Platon, İsa’dan 400 sene önce Devlet’i yazdığında demokrasiyi tanımlarken, demokrasiyi oklokrasi ile meritokrasi arasında salınan bir yönetim biçimi olarak tarif etmiştir. Oklokrasi cehaletin üstünlüğüdür. Meritokrasi ise hak edenin, liyakatin üstünlüğüdür. Yani öyle toplumlar olabilir ki cehalet kendine ait bir yönetici seçebilir. Bu seçilmiş olan yönetici demokrasiyle seçilmiştir, demokratik kurallarla seçilmiştir ama cehaletin yönetimi toplumu iyiye götürmeyebilir. Bu nedenle demokrasinin içindeki katmanlardan meritokrasiye doğru biz yaklaşmalıyız ki demokrasi iyi bir yönetim biçimi olsun. Bu nedenle meritokrasi, yani liyakat, hak edenin belirli bir görevi alması. Bu aslında şu anki toplumumuzda, dünyada, yani bu Post Truth Era ettiğimiz lanet bir dönem var ya, bu dönem içerisinde çok az bulunan şey. Ama meritokrasi işin layığına verilmesi, hak edene verilmesi. Bunu yapmak her zaman kolay bir şey değil çünkü hak eden kimdir sorusunun yanıtını bulmak da kolay bir şey değil. Fakat en azından böyle bir hedef olması lazım ki demokrasi işe yarasın. Aksi takdirde demokrasi tehlikeli bir rejimdir. Demokrasiyi kurtaran meritokrasidir. Yani liyakatın üstünlüğü ilkesinin uygulandığı toplumlarda, demokrasi o toplumu ileriye götürür.

 


Yapay zekanın en layık devlet yöneticisini seçebileceğini düşünüyor musunuz?


 

Yani bir insan seçiyorsa bir yapay zeka da seçer onu baştan söyleyeyim.
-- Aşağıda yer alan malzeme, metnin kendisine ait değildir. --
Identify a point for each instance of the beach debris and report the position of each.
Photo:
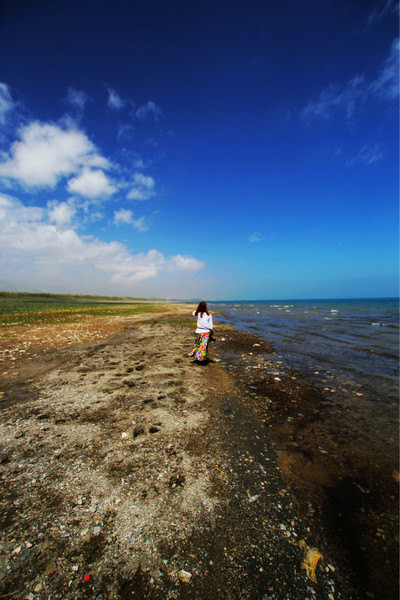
(253, 498)
(184, 576)
(311, 559)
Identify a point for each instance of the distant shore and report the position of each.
(123, 461)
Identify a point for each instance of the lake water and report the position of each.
(350, 346)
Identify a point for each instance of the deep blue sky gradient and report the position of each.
(275, 200)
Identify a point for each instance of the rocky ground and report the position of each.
(127, 471)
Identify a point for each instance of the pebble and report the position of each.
(184, 576)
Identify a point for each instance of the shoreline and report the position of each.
(205, 475)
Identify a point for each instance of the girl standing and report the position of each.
(203, 332)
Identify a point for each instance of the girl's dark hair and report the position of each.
(202, 308)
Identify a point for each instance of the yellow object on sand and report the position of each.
(311, 558)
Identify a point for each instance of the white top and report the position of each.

Yani bir insan seçebiliyorsa ya da bir insanın herhangi bir iş için en layığını seçtiğini kabulleniyorsak zaten yapay zekanın da yapabileceği kabullenmek zorundayız ama burada esas önemli olan içinde bulunulan o örüntü, içinde bulunan o zihinsel ağdır. Ne zaman ki herhangi bir seçimi tek bir kişi, tek bir nokta, tek bir yapay zeka, tek bir makine, tek bir insan yapmaz, bu bağlantısallık ağı yaparsa işte o zaman en iyi seçilebilir. Bu bağlantısallık ağının bir yapay zeka karşılığı var mıdır? Evet. Daha zor bir şey ama muhtemelen olabilir çünkü bağlantısallık denilen bu yapı bir bilinç oluşturur. Yani liyakati belirleyen bilinçtir. Liyakati belirleyen tek tek insanlar değil, tek tek odaklar, tek tek bir algoritma falan değil. Bu örüntü, bu ilişkiler ağı, bağlantısallık matematiği, bu beraberinde bilinç oluşturur ya da vicdan oluşturur diyeyim. Bu bağlantısallık bütünlüğünün oluşturduğu bu karar esas meritokrasiyi oluşturan bir karardır. Bir kişi eğer bu bağlantısallık bütünlüğünün yerine karar vermeye başlarsa zaten bunun adı demokrasi olmaz. O zaman da meritokrasinin bu sistem içerisinde yeri olmaz. Dolayısıyla tek bir yapay zeka algoritması meritokrasi konusunda karar verdiği zaman, o zaman bu diktatörlük haklarının tek bir yapay zekaya verilmesi anlamına gelebilir. O da tehlikeli bir şey. Yani bilinç her an bu bağlantısallık ağının oluşturduğu bir süreçtir. Bu bilince güvenmek lazım.